そんなことは普通じゃないと思う人がいるかもしれませんが、そうではありません。そんな人がいることが普通なのです。けれど自分からそれを話すことはとても勇気がいるので、話せない人が多いのです。

生まれたときにお医者さんから教えてもらった性別と違うと感じている人は、いろんな場面で困っています。服を着替えるとき恥ずかしい、トイレにいくのが恥ずかしい、したい遊びに入れてもらえなくて悲しい、嫌な言葉でからかわれてくやしい、自分のことがわかってもらえなくて悲しいなどです。

困っている人が自分らしく生きられるように、思いやりの心で真剣に考えて、言葉にしたり行動したりしてください。きっと○○小学校は、だれにとっても安心できる居心地のよい場所になります。みんなの心と言葉でそんな思いやりのある学校をつくっていきましょう。


ひなたの発表

「僕は生まれた時は女の子とされましたが、今は男です。女と言われると死にたくなるくらいイヤなので、男の子として普通に扱って欲しいです。」



カミングアウト後に教室に戻ると、クラスの子達が「何と呼んだらいい?」と聞いてきたそうです。ひなたは、「ちゃん以外なら何でもいいよ。」と答えています。

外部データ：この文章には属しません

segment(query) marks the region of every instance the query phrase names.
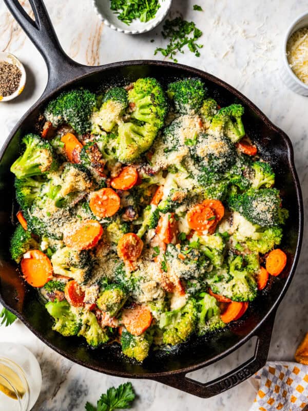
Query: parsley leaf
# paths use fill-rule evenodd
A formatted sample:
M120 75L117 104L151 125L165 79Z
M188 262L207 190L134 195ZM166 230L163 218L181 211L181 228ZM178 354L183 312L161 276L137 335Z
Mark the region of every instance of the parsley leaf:
M94 407L87 402L86 411L113 411L114 409L123 409L130 408L131 403L134 400L134 393L131 383L121 384L117 388L111 387L106 394L102 394Z
M110 9L129 26L135 18L146 23L154 18L160 7L159 0L111 0Z
M7 327L9 325L13 324L17 317L14 314L7 310L6 308L3 307L2 311L0 312L0 319L2 319L2 321L0 323L0 325L3 325Z
M199 49L202 48L203 45L197 44L196 41L202 35L202 32L196 27L194 22L187 22L181 17L176 17L173 20L167 20L163 26L162 34L169 43L165 48L158 47L154 51L155 55L160 52L177 63L176 55L178 52L183 53L183 48L187 45L197 57L200 56Z

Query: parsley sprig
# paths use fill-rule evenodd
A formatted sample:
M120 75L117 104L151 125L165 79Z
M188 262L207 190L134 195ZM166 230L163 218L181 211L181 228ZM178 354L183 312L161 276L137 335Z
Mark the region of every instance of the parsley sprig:
M117 388L111 387L106 394L102 394L96 407L87 402L86 411L113 411L130 408L135 397L131 383L121 384Z
M14 314L4 307L1 312L0 312L0 319L2 319L0 325L4 325L5 327L11 325L16 318L16 315L14 315Z
M155 55L160 52L165 57L169 57L177 63L176 55L178 52L183 53L183 47L187 45L197 57L200 55L199 49L203 46L196 42L202 35L202 32L196 27L194 22L187 22L181 17L177 17L173 20L167 20L163 26L162 34L164 39L169 40L169 43L166 48L158 47L154 52Z
M128 26L135 18L142 23L151 20L160 7L159 0L110 0L111 9Z

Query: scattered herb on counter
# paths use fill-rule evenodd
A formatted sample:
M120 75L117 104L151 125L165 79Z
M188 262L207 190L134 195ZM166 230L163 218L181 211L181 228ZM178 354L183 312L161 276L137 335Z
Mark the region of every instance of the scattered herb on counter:
M164 39L169 40L169 43L166 48L158 47L154 52L155 55L160 52L165 57L169 57L177 63L175 56L179 51L183 53L183 48L187 45L189 50L197 57L200 56L199 49L203 46L197 44L196 41L201 36L202 32L196 27L194 22L187 22L180 17L177 17L173 20L166 20L162 34Z
M0 312L0 319L2 319L0 325L4 325L5 327L11 325L16 318L16 315L14 315L11 311L3 307L2 311Z
M136 396L131 383L121 384L117 388L111 387L106 394L102 394L96 407L87 402L86 411L113 411L130 408Z
M19 67L6 61L0 61L0 96L6 97L15 92L21 78Z
M159 0L110 0L110 8L128 26L135 18L146 23L154 18L160 7Z

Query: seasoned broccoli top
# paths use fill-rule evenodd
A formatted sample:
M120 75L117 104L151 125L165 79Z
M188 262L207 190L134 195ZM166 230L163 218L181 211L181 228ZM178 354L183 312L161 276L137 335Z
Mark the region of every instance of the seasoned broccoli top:
M244 107L221 104L197 78L80 88L22 139L10 251L53 330L140 362L226 327L266 286L288 212Z

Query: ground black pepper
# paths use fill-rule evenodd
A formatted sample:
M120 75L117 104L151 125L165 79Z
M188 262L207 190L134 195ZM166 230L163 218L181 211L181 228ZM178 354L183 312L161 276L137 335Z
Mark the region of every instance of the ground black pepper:
M21 77L22 72L17 66L0 61L0 96L6 97L16 91Z

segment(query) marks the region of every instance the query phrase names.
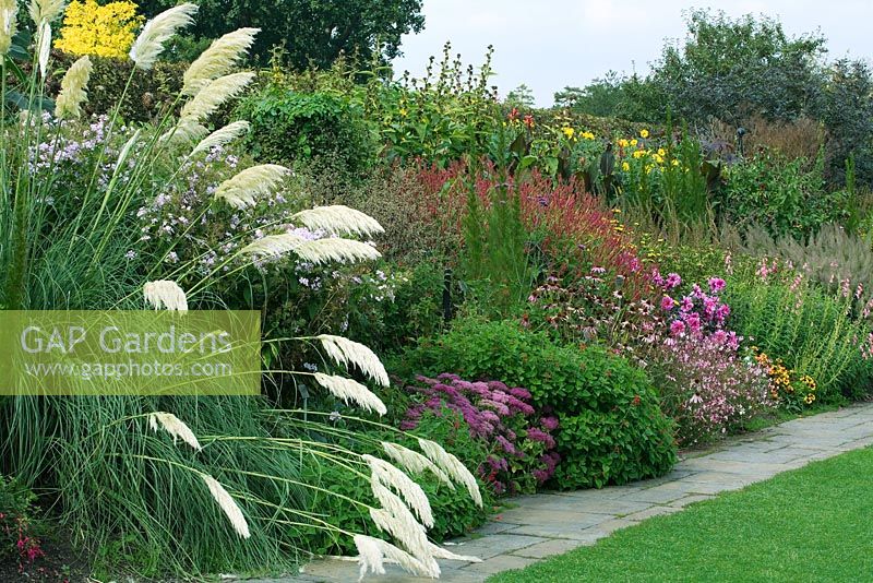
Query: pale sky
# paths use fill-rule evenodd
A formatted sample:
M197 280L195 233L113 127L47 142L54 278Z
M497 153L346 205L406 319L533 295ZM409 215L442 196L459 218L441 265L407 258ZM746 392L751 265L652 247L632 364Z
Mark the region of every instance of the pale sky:
M424 0L424 31L404 37L395 71L423 74L451 40L465 67L494 45L492 84L501 96L526 83L539 106L565 85L584 86L610 69L648 71L665 38L683 37L682 11L722 9L731 16L779 16L789 36L821 28L829 59L873 57L873 0Z

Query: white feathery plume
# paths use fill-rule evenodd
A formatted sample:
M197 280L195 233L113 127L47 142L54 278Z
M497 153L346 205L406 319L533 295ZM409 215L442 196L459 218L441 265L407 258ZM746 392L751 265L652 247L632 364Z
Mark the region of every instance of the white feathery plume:
M176 443L178 439L181 439L198 451L203 449L194 432L191 431L191 428L172 413L157 412L148 414L148 426L152 428L152 431L157 432L158 425L172 436L174 443Z
M439 443L434 443L429 439L418 438L418 444L424 455L452 476L452 479L466 486L473 501L476 502L476 505L482 508L482 492L479 491L479 484L476 481L476 477L470 474L470 471L467 469L467 466L461 463L461 460L445 451Z
M270 194L278 187L290 172L291 170L278 164L252 166L222 182L215 190L215 198L224 199L235 209L252 206L259 198Z
M369 236L385 231L375 218L343 204L301 211L291 216L291 221L300 222L311 230L323 229L336 235Z
M302 237L291 233L267 235L243 247L242 252L260 258L277 258L294 251L304 240Z
M388 411L382 400L375 396L375 393L357 381L321 372L314 372L313 376L319 384L327 389L335 397L342 398L346 404L351 401L361 408L374 411L379 415L384 415Z
M179 117L192 121L203 121L222 107L225 102L244 90L253 79L254 73L250 71L219 76L200 90L193 99L184 104Z
M412 555L412 557L421 561L426 569L431 572L435 571L434 576L439 576L440 566L430 554L428 535L424 532L424 527L416 522L416 517L396 495L384 486L382 486L382 489L384 490L383 496L386 499L392 496L395 498L392 504L393 508L392 510L371 508L370 519L372 519L376 528L393 536L403 548ZM394 510L396 510L396 514Z
M398 443L392 443L390 441L382 442L382 449L385 451L385 454L394 460L396 463L400 465L407 472L412 472L414 474L422 474L424 472L430 472L438 478L440 481L444 483L446 486L455 489L455 485L452 484L452 479L439 467L436 464L418 453L417 451L412 451L408 448L404 448Z
M295 249L294 252L303 261L315 265L331 261L338 263L372 261L382 257L382 253L367 243L338 238L307 241Z
M355 365L361 372L378 382L382 386L390 386L388 373L382 361L370 348L358 342L344 338L343 336L333 336L331 334L322 334L315 336L315 340L321 341L324 352L334 359L334 361L345 365ZM434 460L435 461L435 460Z
M211 81L230 72L254 44L261 28L239 28L213 40L184 72L183 95L195 95Z
M248 131L248 121L242 120L228 123L224 128L215 130L210 135L201 140L201 142L194 146L194 150L191 151L189 157L196 156L201 152L210 152L213 147L224 146Z
M201 474L200 476L210 488L210 493L212 497L216 502L218 502L218 505L230 520L230 524L234 525L234 530L237 531L237 534L242 538L249 538L251 536L251 533L249 532L249 523L246 522L246 516L242 515L242 511L237 504L237 501L234 500L234 497L230 496L225 487L222 486L214 477L210 476L208 474Z
M166 131L159 140L162 142L172 140L172 142L199 142L210 133L210 130L192 119L180 119L176 126Z
M48 58L51 55L51 25L48 21L44 21L39 25L39 32L36 39L36 53L39 59L39 74L46 76L48 70Z
M482 562L482 559L479 557L474 557L471 555L455 555L451 550L439 545L434 545L433 543L428 543L428 545L430 545L430 554L436 559L446 559L449 561Z
M367 465L370 466L370 472L372 473L370 485L373 489L373 495L383 507L386 507L385 501L382 499L383 489L393 488L400 495L406 505L415 511L421 524L428 528L433 527L433 511L430 508L428 496L424 493L424 490L421 489L421 486L384 460L367 454L361 455L361 460L367 462ZM381 485L382 488L379 488L379 485Z
M164 43L180 28L190 26L198 12L196 4L187 2L165 10L145 23L140 36L130 48L130 59L139 69L148 70L164 51Z
M65 0L31 0L28 11L37 27L44 22L53 22L63 12Z
M146 304L159 310L162 307L170 311L187 312L188 298L179 284L169 279L148 282L143 286Z
M0 57L5 56L12 47L12 37L17 32L17 0L0 0Z
M391 543L367 535L355 535L354 539L358 548L358 564L361 567L359 582L363 581L368 570L375 575L384 575L386 561L399 564L414 575L431 576L431 570L421 561Z
M88 98L86 92L91 79L91 59L81 57L70 66L61 80L61 92L55 100L55 117L74 119L82 116L82 104Z

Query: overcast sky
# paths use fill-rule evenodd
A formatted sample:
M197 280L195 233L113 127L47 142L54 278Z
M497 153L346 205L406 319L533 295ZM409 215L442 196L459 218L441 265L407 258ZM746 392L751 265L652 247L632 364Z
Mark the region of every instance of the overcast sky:
M426 28L404 38L395 70L421 75L446 40L478 66L493 44L501 96L526 83L549 106L555 91L610 69L645 73L665 38L684 36L682 11L704 7L777 15L791 36L821 28L832 59L873 57L873 0L424 0Z

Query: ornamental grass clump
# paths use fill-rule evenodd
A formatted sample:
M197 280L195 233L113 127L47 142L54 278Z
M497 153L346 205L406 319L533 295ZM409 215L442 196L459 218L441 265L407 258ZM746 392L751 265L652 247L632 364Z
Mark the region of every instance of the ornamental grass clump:
M29 68L0 61L0 309L154 309L190 318L194 310L251 308L244 296L223 293L273 266L380 257L367 241L347 238L379 231L373 219L344 207L286 206L285 168L241 163L225 152L246 123L210 133L210 115L253 76L227 72L242 60L252 31L207 51L176 97L179 107L166 108L153 123L128 126L120 104L134 75L151 69L165 44L192 24L196 7L158 14L132 44L135 67L116 106L81 122L86 59L64 76L53 115L56 96L46 90L50 23L62 12L63 2L34 0ZM15 19L15 2L0 3L4 51ZM199 176L207 167L208 176ZM272 242L276 237L282 246ZM258 245L270 251L268 262L252 252ZM314 347L325 362L319 377L296 370L271 376L314 380L313 390L349 406L385 411L359 382L387 385L384 367L366 346L331 334L271 342ZM340 374L344 369L359 380ZM110 393L109 380L95 382ZM349 540L359 534L324 521L310 505L319 496L338 496L302 478L302 464L314 459L372 480L374 501L350 502L386 536L363 545L368 568L379 571L384 560L399 557L390 537L408 554L402 564L416 574L439 574L435 558L446 554L422 535L433 517L429 501L400 469L356 450L360 440L344 447L339 438L349 435L330 432L328 439L310 439L324 424L308 423L303 412L278 408L266 396L170 396L162 388L158 380L153 394L0 397L0 471L57 496L47 505L77 547L116 548L130 561L127 570L145 576L201 578L284 570L308 557L301 544L313 530ZM419 449L481 505L476 480L456 457L427 440Z
M419 403L407 409L402 429L415 431L424 412L440 416L447 408L461 414L470 437L487 445L478 472L494 493L531 493L552 477L561 460L551 435L559 423L555 417L537 418L529 391L449 373L417 380L406 390Z

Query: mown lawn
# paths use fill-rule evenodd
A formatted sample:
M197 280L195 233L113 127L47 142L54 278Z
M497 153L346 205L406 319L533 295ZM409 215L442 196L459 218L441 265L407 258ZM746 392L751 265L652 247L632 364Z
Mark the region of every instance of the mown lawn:
M488 581L873 581L873 449L723 493Z

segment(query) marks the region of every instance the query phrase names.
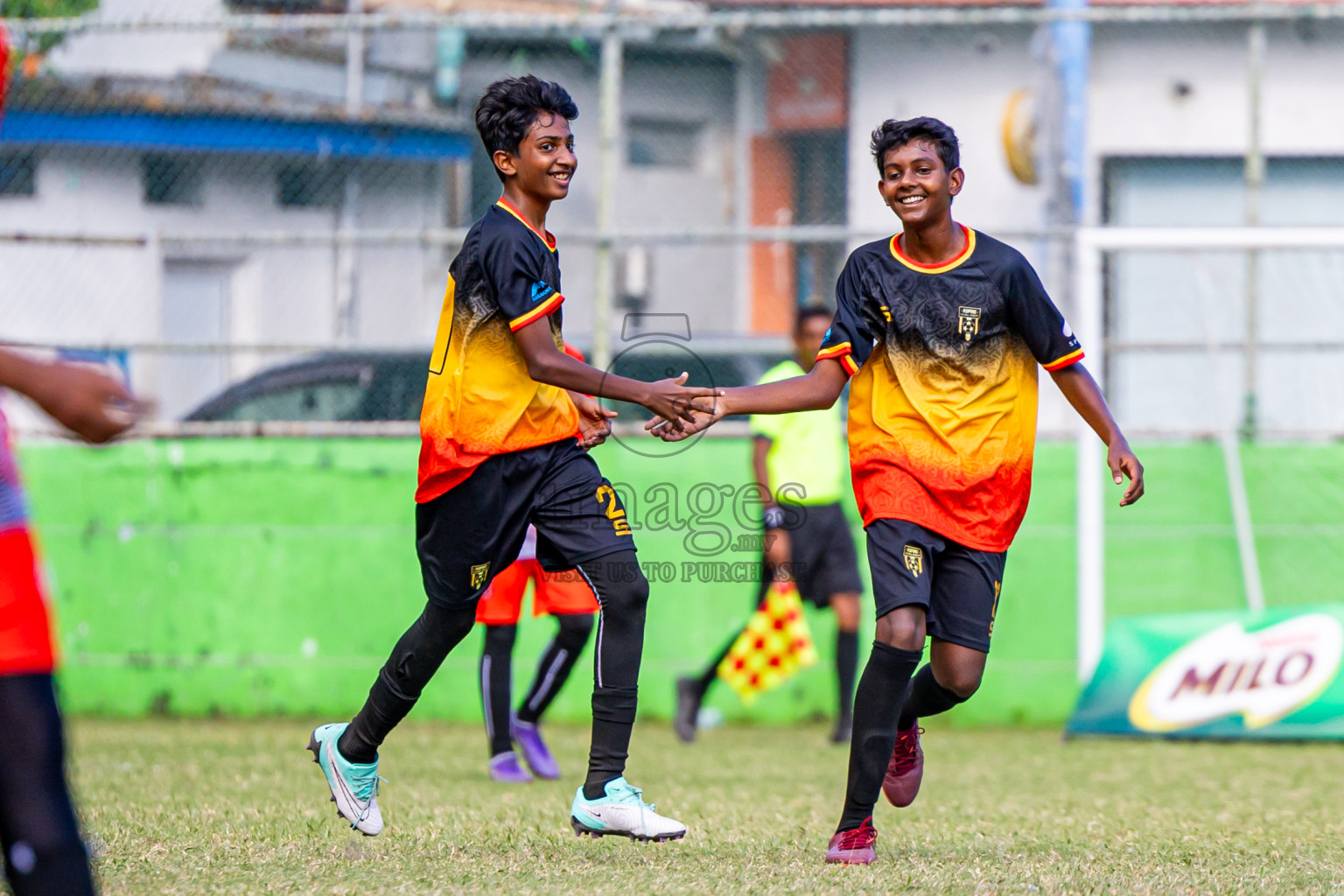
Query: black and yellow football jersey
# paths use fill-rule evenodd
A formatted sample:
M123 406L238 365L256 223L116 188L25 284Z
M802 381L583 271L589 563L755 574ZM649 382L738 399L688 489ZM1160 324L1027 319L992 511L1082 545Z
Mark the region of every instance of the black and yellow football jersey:
M528 376L513 337L550 317L563 348L563 301L555 238L501 197L472 224L449 267L421 410L418 502L444 494L493 454L578 433L569 394Z

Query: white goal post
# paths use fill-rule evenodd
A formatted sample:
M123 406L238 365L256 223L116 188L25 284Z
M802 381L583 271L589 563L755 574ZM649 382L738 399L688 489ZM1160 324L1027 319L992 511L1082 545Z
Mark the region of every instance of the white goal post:
M1105 292L1107 254L1141 251L1234 250L1344 250L1344 227L1081 227L1074 236L1073 328L1087 351L1087 369L1105 391L1107 333ZM1340 286L1344 292L1344 285ZM1212 341L1210 343L1212 351ZM1251 609L1263 606L1259 567L1238 437L1220 434L1236 545ZM1095 434L1079 420L1078 429L1078 680L1086 685L1101 661L1106 633L1105 582L1105 451Z

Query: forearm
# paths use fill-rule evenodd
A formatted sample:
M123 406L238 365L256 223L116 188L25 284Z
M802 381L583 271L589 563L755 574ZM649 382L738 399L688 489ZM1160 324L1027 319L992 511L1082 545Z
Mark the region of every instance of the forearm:
M570 392L593 395L613 402L642 404L648 398L648 384L626 376L605 373L595 367L575 360L556 349L538 352L527 360L527 373L538 383L546 383Z
M724 414L824 411L835 406L848 379L839 361L824 360L805 376L724 390L719 402Z
M0 349L0 388L32 396L44 367L42 361Z
M1117 441L1125 442L1125 434L1120 431L1120 424L1111 416L1101 387L1097 386L1097 380L1091 377L1086 367L1071 364L1062 371L1055 371L1051 377L1102 442L1106 445L1114 445Z

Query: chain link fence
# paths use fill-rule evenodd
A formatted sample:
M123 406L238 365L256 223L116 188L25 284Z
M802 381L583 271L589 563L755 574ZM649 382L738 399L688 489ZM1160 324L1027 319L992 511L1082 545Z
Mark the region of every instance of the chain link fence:
M719 384L786 355L896 230L867 148L890 117L958 130L958 219L1070 316L1079 224L1344 226L1339 5L723 7L7 0L0 340L120 367L160 431L414 431L448 263L499 195L470 111L523 73L581 109L547 224L602 365L650 314ZM1275 251L1106 257L1085 336L1122 423L1344 433L1344 254Z

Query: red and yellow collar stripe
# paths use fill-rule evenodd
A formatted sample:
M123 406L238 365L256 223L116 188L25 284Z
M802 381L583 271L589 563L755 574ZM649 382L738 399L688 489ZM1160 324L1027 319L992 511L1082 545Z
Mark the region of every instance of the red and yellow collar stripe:
M966 247L962 249L961 253L952 261L938 262L937 265L921 265L900 251L900 234L891 238L891 257L910 270L917 270L921 274L946 274L953 267L957 267L970 258L970 255L976 251L976 231L970 230L965 224L957 224L957 227L961 227L961 231L966 235Z
M563 296L560 296L559 293L551 293L550 298L547 298L544 302L539 302L536 308L531 309L527 314L511 320L508 322L508 328L509 330L520 330L532 321L546 317L556 308L559 308L563 302L564 302Z
M859 372L859 365L853 363L853 345L849 343L840 343L839 345L832 345L831 348L824 348L817 352L817 360L824 361L828 357L833 357L840 361L840 367L849 376Z
M1050 364L1042 364L1042 367L1044 367L1047 371L1050 371L1051 373L1054 373L1055 371L1064 369L1070 364L1077 364L1078 361L1083 360L1083 357L1086 357L1083 355L1083 349L1078 349L1077 352L1070 352L1068 355L1064 355L1063 357L1056 357Z
M543 234L542 231L536 230L536 227L532 227L532 224L526 218L523 218L523 212L513 208L513 206L503 196L500 196L500 200L496 204L508 214L513 215L513 218L517 218L520 222L523 222L523 227L527 227L530 231L536 234L538 239L546 243L547 249L550 249L552 253L555 251L555 235L551 234L551 231L546 231Z

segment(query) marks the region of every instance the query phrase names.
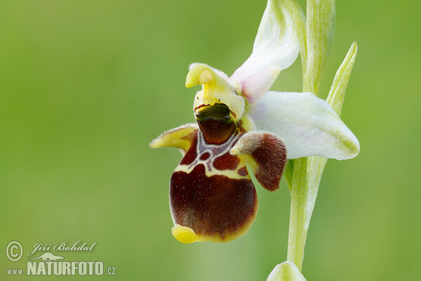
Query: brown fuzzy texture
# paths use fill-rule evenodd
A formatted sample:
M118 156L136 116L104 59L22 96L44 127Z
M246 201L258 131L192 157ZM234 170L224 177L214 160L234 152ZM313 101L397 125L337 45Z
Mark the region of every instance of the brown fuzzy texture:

カミングアウトをすると決めてから、ひなたは学校で毎日起こっていた腹痛がなくなり、カミングアウト後には、学校で色々言われることがほとんどなくなり、チックも目に見えて少なくなりました。


11月の参観日に3年生に対しての性の多様性の授業が、その後に職員研修が行われて、2月から3月にかけて、学校の全クラスで性の多様性の授業が行われたそうです。

1.心の性

2.体の性

3.好きになる性

4.表現する性

というものですね。ひなたのカミングアウト前には、カミングアウトというものについての説明と授業の復習も行われています。


学校だよりで子供たちの感想が載っていましたが、その授業とひなたの存在が繋がった感じでした。元々素晴らしい授業だったのですが、授業だけではひなたの存在は認識されず、嫌がらせを受けたこともありました。(その時もすぐ学校に伝えたので、外部から人権担当者も迎えての職員会議が開かれ、いじめた側の親への連絡もお願いし、して頂いています。)

そして今回、校長先生の説明とカミングアウトで授業での知識とひなた個人というものが繋がったと感じました。


もちろん、これで終わりではないけれど、ひなたのすっきりした顔を見て、「本当に良かった!」と思います。